The impetus for the tournament has been from South Africa and when the Springboks were in New Zealand for the Rugby Championship recently, there was a meeting of men from Australia, New Zealand and South Africa in Dunedin to advance their planning for the tournament, an exciting possibility.
Those involved in the talks were Brother Bob Wallace, a Christian Brother who is the chairman of Australian Schools, David Nucifora, Australia's high performance manager, Andrew Elliot of the Australian Schools executive, Garry Carnachan, the executive director of the New Zealand Secondary Schools Sports Council, Buck Anderson, the general manager of community in New Zealand and Mervin Green, SARU's manager of youth rugby.

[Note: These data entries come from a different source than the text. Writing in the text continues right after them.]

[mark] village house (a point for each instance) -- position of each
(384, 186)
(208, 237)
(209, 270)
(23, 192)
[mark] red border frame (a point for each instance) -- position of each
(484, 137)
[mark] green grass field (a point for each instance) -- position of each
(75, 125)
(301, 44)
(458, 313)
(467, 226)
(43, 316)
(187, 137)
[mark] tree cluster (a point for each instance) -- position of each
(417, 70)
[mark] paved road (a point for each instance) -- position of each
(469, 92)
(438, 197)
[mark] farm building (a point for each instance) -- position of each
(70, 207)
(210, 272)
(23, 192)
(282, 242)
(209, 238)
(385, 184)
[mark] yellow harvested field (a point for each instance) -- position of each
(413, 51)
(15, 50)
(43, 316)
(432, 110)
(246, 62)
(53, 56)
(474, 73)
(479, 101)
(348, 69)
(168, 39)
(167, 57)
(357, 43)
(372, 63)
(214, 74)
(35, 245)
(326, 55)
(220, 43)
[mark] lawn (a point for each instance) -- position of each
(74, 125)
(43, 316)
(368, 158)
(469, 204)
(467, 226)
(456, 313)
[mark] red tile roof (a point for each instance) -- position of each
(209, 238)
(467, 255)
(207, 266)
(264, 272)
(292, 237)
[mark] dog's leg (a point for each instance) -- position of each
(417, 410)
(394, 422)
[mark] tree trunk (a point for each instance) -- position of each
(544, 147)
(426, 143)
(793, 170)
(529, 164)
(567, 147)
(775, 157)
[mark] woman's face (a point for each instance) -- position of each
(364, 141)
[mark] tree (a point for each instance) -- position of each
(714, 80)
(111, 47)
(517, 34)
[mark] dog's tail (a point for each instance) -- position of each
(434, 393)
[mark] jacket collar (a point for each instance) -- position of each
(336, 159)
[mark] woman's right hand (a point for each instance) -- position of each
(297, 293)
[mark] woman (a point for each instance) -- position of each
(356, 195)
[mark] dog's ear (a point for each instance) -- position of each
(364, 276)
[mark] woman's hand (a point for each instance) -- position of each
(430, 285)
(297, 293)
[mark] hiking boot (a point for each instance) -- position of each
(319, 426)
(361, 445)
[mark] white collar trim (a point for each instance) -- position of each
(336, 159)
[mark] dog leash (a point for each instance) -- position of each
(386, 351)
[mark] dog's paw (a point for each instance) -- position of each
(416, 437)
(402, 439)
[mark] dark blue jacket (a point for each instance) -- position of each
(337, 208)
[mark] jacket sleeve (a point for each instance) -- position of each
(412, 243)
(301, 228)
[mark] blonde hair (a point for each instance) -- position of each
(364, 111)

The four nations would be Australia, New Zealand, South Africa and Fiji and the tournament would probably take place in September. Green says that plans include warm-up matches in which South Africa plays Australia A, New Zealand plays Fiji and Australia plays either Samoa or Tonga.
Following meeting, the president of Fiji Secondary Schools Rugby Union, Paula Motu, told FijiLive that Fiji 'have been invited by the Australian Schools RU president to send a team next year'.
Motu said: “We have discussed this with the executives who are equally pleased with the opportunity."
'An invitation' suggests that the matter is really at a mature stage.
There is a proposal that Australia host the first tournament, South Africa the second and New Zealand the third. A possible schedule has been drawn up as far as 2021.
It would be a great opportunity for the development of young South African players, a process that started in 2010. That year Mervin Green announced the possibility of a Tri-Nations tournament for Under-18 teams with Australia and New Zealand as the other participants. That year a South African Schools team was chosen and beat Namibia Under-19 92-21. But a South African Under-18 team, chosen by the national selectors, played France, England and a Namibian XV. They were players chosen from Craven Week and those who had not been to Craven Week.
Last year SA Schools beat France Under-19 but this year there was a serious change. Trial teams were chosen, mostly but not only of Craven Week players. The national selectors, Peter Jooste and Ian Macintosh, were inspanned in selection. Dawie Theron, the SA Under-20 coach, was involved. They chose a team that beat Under-18 teams from Wales, France and England. For some this is the way forward - away from just Craven Week players and the possibility of trade-offs in selection.
New Zealand and Australian schools have great opportunity for international experience. Australian Schools are at present on a five-match tour of Fiji and New Zealand. Every second year they go on tour to the UK and Ireland. There is a strong correlation between the New Zealand Schools team and its success - till this year - at the IRB's Junior World Championship.
South Africa has had fewer opportunities. There is only a small correlation between the South African Schools side and the Under-20 side. The Four-Nations tournament may go some way to changing that, though fitting the rugby in with school commitments may provide pressures of its own. There may well be rugby value in all of this but the educational value may well be uncertain.